According to local media, the Second Department of Second Research Institute, CASIC (China Aerospace Science & Industry Corp) has successfully developed a deep-learning-based intelligent driver assistance system that can perceive the real-time surroundings by virtue of the tiny embedded chips. The accuracy in object identification has reportedly reached the world-advanced level.
The public data show that the intelligent driving system's highest accuracy in object identification has so far reached 90.55%, while it still takes 4 seconds to process an image. The algorithm of the driver assistance system developed by CASIC can reach an accuracy rate up to 90.05%. What's more, it only requires 0.03 seconds to process an image.

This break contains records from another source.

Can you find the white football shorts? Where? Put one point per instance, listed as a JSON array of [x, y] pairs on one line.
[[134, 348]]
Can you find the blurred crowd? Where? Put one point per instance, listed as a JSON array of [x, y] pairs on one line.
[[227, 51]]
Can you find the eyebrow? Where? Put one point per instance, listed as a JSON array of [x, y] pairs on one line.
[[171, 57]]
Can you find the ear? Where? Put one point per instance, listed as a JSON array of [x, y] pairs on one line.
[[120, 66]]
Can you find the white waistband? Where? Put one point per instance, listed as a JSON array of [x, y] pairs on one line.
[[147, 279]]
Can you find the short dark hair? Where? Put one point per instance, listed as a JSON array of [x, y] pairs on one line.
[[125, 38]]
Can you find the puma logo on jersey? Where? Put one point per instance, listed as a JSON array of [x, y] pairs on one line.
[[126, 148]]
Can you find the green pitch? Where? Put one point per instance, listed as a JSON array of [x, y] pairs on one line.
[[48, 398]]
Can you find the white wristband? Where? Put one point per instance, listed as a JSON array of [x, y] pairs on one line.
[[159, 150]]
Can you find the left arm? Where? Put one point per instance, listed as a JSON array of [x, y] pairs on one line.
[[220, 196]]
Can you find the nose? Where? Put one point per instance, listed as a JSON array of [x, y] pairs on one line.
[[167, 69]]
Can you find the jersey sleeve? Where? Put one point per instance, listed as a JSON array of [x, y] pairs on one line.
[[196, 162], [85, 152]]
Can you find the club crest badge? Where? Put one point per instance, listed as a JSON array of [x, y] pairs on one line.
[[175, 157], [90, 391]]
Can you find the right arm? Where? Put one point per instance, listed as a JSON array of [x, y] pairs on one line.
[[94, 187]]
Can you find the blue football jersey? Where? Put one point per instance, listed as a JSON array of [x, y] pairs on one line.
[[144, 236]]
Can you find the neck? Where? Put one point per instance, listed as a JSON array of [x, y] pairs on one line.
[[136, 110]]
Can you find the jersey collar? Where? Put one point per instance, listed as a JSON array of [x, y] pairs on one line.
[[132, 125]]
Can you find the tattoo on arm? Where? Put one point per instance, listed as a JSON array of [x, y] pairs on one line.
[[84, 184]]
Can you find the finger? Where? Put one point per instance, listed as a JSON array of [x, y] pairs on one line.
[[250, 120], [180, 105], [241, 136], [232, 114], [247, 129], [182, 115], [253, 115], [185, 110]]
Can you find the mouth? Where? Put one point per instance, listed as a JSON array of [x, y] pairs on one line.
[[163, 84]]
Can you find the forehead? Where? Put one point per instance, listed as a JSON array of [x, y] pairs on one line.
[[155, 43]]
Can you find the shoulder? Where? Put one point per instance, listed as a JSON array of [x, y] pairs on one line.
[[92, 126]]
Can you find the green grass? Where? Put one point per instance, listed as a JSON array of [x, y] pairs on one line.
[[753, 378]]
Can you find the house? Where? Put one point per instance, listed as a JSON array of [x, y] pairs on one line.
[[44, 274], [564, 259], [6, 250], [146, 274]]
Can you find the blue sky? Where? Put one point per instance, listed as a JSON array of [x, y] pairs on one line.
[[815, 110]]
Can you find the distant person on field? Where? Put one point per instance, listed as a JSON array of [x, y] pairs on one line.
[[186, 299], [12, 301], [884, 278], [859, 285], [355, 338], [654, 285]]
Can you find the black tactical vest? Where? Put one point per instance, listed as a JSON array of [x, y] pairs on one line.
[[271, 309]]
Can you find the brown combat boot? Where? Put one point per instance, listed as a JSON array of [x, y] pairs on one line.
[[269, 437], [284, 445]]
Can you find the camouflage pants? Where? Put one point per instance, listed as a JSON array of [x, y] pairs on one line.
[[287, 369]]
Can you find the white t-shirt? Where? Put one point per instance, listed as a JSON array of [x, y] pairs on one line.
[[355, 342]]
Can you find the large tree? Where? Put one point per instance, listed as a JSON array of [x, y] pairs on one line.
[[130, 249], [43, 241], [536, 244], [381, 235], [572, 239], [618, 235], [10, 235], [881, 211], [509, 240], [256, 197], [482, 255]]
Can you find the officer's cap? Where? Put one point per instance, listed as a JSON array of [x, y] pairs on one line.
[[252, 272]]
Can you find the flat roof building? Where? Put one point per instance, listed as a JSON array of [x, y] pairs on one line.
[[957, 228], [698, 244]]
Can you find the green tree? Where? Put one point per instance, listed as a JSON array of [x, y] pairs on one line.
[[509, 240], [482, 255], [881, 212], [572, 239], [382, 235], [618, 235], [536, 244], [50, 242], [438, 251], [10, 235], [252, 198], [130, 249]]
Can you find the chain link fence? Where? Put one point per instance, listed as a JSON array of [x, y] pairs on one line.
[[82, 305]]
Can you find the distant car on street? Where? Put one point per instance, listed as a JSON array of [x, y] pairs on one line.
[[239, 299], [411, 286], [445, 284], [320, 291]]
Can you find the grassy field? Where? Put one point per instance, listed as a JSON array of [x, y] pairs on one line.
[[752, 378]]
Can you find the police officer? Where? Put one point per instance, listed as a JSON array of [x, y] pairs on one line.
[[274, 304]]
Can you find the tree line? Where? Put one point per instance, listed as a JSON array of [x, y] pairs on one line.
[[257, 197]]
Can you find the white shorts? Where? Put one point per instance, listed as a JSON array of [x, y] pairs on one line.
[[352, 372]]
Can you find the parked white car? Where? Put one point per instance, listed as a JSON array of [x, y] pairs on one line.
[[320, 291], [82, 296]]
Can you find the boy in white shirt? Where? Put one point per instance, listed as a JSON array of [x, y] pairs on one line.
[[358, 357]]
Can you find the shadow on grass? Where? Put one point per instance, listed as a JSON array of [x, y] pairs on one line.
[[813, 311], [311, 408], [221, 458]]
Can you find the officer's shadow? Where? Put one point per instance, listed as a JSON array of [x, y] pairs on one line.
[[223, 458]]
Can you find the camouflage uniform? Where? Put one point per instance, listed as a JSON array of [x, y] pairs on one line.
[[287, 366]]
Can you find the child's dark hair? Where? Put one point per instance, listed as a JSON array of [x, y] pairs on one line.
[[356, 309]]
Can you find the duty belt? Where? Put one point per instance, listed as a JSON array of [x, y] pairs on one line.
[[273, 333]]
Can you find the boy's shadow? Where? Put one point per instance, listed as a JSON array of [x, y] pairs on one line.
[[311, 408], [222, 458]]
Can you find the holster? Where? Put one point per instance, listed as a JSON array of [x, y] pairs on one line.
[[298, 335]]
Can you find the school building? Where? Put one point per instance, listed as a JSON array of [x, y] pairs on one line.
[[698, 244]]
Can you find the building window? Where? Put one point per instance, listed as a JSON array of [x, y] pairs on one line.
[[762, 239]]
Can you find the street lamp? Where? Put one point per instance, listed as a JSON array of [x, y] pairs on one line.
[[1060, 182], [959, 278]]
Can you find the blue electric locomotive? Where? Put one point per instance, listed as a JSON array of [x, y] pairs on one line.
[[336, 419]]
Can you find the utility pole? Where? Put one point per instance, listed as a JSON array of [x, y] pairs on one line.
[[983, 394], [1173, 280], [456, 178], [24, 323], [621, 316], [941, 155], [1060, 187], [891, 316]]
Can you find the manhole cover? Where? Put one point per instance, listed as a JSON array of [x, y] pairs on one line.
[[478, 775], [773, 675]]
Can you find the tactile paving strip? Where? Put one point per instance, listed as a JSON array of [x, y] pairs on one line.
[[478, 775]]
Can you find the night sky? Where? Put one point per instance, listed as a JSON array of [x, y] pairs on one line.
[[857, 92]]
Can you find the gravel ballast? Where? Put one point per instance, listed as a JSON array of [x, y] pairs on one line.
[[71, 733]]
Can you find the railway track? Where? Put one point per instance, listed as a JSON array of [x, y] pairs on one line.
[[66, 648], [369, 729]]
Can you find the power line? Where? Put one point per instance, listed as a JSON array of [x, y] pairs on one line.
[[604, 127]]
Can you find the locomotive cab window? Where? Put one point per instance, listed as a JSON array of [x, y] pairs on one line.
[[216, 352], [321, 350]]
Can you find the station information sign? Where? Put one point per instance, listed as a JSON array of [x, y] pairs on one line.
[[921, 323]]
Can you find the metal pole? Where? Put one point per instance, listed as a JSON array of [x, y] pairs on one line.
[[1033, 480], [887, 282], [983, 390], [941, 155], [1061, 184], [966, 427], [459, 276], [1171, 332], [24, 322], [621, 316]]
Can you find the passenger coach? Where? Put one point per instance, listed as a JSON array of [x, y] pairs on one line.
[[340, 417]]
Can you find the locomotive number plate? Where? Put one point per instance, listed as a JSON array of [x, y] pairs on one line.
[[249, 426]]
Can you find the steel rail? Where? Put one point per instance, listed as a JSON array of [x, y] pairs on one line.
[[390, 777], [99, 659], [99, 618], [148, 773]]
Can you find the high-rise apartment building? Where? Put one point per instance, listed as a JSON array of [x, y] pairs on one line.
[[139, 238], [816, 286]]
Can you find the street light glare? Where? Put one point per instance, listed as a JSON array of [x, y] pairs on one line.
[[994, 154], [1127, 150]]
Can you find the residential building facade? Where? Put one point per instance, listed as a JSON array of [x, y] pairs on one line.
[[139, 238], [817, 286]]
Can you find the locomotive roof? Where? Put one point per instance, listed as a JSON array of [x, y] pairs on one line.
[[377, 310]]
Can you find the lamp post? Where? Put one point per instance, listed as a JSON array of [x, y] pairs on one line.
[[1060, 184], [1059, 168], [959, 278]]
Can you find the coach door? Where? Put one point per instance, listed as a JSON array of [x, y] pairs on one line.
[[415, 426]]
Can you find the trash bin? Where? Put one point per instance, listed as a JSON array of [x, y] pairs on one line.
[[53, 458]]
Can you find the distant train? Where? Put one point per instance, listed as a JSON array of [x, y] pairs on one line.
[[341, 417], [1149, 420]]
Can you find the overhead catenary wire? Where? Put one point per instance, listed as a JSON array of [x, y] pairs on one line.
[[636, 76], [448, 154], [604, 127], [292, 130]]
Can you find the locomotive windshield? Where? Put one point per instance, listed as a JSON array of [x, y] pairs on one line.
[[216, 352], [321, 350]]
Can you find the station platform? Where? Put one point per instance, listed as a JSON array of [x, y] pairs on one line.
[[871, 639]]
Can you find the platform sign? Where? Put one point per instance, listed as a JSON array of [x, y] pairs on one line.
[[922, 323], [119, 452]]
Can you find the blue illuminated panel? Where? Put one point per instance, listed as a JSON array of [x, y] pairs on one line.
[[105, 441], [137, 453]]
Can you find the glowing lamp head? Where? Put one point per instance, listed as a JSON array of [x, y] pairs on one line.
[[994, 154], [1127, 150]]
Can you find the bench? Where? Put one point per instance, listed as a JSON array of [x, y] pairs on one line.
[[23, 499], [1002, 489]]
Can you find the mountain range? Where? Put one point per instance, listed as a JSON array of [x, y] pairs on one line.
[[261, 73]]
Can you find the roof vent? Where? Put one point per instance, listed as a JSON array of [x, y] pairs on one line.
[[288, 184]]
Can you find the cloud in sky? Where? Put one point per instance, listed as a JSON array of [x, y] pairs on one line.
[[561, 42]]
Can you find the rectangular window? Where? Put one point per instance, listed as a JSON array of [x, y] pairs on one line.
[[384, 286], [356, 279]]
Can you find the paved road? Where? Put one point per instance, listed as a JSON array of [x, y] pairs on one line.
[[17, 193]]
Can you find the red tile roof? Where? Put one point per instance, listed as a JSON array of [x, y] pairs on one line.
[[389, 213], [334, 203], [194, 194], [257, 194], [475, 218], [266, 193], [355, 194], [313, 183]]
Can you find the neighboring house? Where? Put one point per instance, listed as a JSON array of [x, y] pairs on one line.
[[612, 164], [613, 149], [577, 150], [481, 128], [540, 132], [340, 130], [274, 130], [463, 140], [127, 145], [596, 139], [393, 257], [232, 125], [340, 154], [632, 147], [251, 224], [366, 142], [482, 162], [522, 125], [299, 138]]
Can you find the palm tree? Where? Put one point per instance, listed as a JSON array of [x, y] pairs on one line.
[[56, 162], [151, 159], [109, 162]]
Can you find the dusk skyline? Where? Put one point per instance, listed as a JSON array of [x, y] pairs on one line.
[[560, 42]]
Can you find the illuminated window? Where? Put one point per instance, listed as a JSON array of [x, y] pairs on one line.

The R&D team of the Second Department has made a series of breakthroughs in many core technologies, including multi-object detection and identification, driving area segmentation and traffic lane detection, etc. Besides, the team has built technical barriers in such areas as deep neural networks (DNN) compression, DNN compiler toolchain and intelligent accelerator, etc. Guo Rui, director of the R&D team, explained that the scene semantic segmentation is to let computer understand what the image it sees stands for. Using DNN, the machine can extract the high-level semantic features by self-learning which exempts the object identification from being interfered by backlighting, shadow and image defect, etc.
Guo Rui added that they have shifted the working focus to the engineering and production of the intelligent driver assistance system. Besides, the team has joined hands with some automakers to test the product's function and conduct trial-manufacturing. It is expected that the intelligent driver assistance system will be mass produced on a small scale by the end of this year.
Additionally, the R&D team is developing a new-type intelligent sensor that integrates visible light, infrared and millimeter-wave radar, which is available even in some special scenarios, such as complex light conditions and the night march with lighting forbidden.